Sweett Group’s spatial report looks at the office sector in detail, separating buildings into four groups: city offices, regional offices, office towers and business parks. Maps of minimum ROI were produced for each group at postcode area level detail. To create these maps, rent and yield data was input for each area to calculate the value per sq.m. Where more than one set of data was available for a particular postcode area, the minimum rent and yield values were used. These values were then combined with the cost uplift data (per sq.m) from the main Value of Space research to calculate a minimum ROI percentage for each area.
As expected, East, South and West London postcode areas achieved significant minimum returns across all four maps, as did the Edinburgh and Glasgow postcodes with ROI’s consistently over 500% . Areas within commuting distance of London also performed strongly, whilst the postcodes containing major regional cities such as Manchester, Leeds and Bristol clearly outperformed their neighbours.
The premium cost of space within cities meant that the minimum ROI in the city office map was generally higher than for regional or tower offices. Even greater overall results were visible in the business parks map except for one area (where data was actually available), achieving a minimum ROI of at least 50%, and over half delivering returns of above 100%.

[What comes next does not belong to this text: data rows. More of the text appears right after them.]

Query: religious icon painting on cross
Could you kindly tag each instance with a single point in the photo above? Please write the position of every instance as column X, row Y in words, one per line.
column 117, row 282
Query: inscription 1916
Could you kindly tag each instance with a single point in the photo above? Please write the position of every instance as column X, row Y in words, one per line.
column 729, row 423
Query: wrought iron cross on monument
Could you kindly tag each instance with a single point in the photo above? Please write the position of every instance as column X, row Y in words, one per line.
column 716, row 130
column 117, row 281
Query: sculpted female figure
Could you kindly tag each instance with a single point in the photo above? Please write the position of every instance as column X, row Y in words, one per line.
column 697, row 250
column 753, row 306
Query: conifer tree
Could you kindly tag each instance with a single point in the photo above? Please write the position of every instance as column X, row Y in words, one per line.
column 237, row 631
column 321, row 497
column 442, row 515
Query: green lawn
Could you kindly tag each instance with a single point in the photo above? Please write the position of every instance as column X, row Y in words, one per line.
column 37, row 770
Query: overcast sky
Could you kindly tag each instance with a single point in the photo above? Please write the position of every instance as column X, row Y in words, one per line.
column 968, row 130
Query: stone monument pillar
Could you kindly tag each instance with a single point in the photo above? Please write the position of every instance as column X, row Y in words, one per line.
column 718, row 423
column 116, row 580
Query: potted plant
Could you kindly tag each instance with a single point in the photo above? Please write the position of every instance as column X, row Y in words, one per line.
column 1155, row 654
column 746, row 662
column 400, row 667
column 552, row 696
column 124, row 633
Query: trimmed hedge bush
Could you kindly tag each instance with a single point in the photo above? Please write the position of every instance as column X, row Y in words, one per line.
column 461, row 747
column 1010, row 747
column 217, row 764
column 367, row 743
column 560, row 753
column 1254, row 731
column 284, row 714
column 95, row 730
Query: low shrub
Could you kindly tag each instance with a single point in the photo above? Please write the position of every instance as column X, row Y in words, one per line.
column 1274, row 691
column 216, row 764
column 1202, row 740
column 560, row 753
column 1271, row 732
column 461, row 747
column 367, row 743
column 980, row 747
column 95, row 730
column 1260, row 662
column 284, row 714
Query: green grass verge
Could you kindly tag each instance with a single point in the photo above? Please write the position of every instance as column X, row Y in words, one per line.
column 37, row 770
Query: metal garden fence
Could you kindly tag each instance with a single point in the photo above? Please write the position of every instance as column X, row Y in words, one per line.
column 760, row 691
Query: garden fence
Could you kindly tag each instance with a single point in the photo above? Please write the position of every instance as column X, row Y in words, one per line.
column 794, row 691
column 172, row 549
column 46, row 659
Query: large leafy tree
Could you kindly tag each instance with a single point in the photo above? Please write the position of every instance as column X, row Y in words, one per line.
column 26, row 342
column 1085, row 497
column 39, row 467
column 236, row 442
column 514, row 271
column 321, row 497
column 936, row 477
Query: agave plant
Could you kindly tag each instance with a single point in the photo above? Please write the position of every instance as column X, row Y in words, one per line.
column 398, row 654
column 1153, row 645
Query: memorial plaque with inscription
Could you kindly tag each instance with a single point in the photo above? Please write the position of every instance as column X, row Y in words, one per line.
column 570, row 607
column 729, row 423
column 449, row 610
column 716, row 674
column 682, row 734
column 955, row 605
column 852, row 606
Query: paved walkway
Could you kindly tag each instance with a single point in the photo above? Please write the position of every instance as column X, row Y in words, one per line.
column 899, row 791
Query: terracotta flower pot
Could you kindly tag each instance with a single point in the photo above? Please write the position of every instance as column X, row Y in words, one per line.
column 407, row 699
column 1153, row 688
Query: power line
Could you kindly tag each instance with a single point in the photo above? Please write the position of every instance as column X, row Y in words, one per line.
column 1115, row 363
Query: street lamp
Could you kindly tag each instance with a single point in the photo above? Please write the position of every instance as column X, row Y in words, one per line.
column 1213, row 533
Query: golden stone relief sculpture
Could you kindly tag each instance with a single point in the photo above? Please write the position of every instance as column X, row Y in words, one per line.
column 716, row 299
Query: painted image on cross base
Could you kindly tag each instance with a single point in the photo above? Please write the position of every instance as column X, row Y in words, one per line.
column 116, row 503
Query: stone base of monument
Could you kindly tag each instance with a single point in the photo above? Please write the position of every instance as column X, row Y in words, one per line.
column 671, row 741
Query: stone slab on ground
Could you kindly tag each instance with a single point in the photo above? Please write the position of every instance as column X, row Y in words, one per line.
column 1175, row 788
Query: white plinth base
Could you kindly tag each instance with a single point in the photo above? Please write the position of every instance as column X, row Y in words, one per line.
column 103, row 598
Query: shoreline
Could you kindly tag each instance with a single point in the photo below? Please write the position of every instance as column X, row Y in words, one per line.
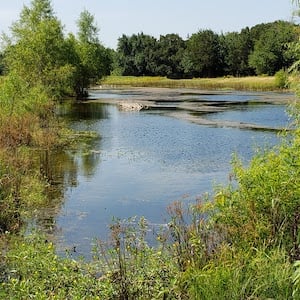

Sweett produced two further maps of ROI percentage for a number of industrial and retail warehouse case studies. Once again, the South East projects were the top performers in the industrial map, although positive ROI’s were shown for all projects. The most remarkable results though were in the retail warehouse sector. Across the nine properties studied, the lowest return was an outstanding 651% in Cardiff with ROI’s reaching as high as 1115% in Edinburgh, 1336% in Leeds and 1761% in Croydon.